Zaczęliśmy o 17 od Reef Encountera. W składzie bazik, Safari, draco i ja. Po wytłumaczeniu zasad, Safari i bazik grali po raz pierwszy, rozpoczęliśmy rozwój naszych koralowców. Tym razem rozgrywka była jeszcze ciekawsza niż ostatnio. W ciągu około dwóch godzin pojawiło się kilka ciekawych sytuacji. Do perełek należała kolonia zbudowana przez bazika. Złożona z dziewięciu czy dziesięciu elementów, nie do ruszenia. A to dlatego, że z jednej strony miał róg planszy, na dole znajdowała się krewetka broniąca dostępu, a obok broniła ją jego druga mała kolonia. Też broniona przez krewetkę. Świetnie to wyglądało. Ja generalnie grałem kiepsko, kilka moich rozwijających się koralowców zostało szybko zjedzonych. I niewiele wpadło do rybki. Ostatecznie najwięcej punktów zdobyli bazik i Safari, ale ten drugi wygrał bo zostało mu więcej polipów zjedzonych przed zasłonką. Trzeci był draco i ja na szarym końcu. Dobra gra, ma wielki potencjał. Coraz lepiej już widać jak sensownie grać i czego się trzymać.

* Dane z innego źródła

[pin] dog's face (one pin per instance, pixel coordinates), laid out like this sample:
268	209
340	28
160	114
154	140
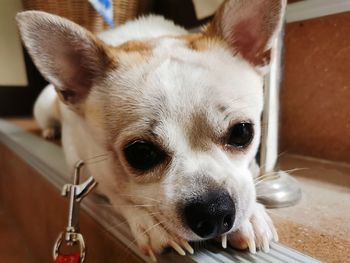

Następnie przenieśliśmy się do sali z TV, do meczu było jeszcze godzinę, tak więc siegnęliśmy po Cleopatre, w składzie: ja, jax, draco, Safari i Grzech. Dłuższe rozstawianie elementów, szybkie tłumaczenie zasad. Wyrobiliśmy się w lekko ponad godzinę. Rozgrywka nie nastręczała trudności i chyba wszystkim przypadła do gustu. Lekka, prosta i przyjemna. Nadal podtrzymuje, że nie jest to zły tytuł i dobrze się sprawdza jako pozycja relaksująca. W której nie trzeba wiele myśleć, ale zdać się trochę na los, trochę na podejmowanie poprawnych decyzji w obrębie jednej/dwóch tur. Po podliczeniu amuletów korupcji wydawało się, że jax będzie wpadał do krokodyli. Już się szykował, aby wskoczyć do basenu, a tu Grzechu oblicza i okazuje się, że go pobił o jedną sztukę. No to jego wrzuciliśmy
Sama rozgrywkę wygrał draco, później jax, ja i Safari.
Rozpoczął się mecz i oddaliśmy się kibicowaniu. Co niewiele pomogło. W przerwie meczu sięgnęliśmy po Spiel des Jahres 1997 - Mississippi Queen. Już od dłuższego czasu chciałem ją sprawdzić, a więc nadarzyła się dobra okazja. Gra okazała się świetna. Super pomysł, bardzo fajne wykonanie i przebieg rozgrywki. Pływasz sobie parowcami po Mississippi, taranujesz inne łajby, zbierasz pasażerów, dokładasz nowy odcinek rzeki. Bardzo dobra gra. Godna tytułu gry roku. Rozgrywkę wygrał jax, później był Safari, Grzechu, draco i tradycyjnie dziś ja jako ostatni![Smile :)](./images/smilies/icon_smile.gif)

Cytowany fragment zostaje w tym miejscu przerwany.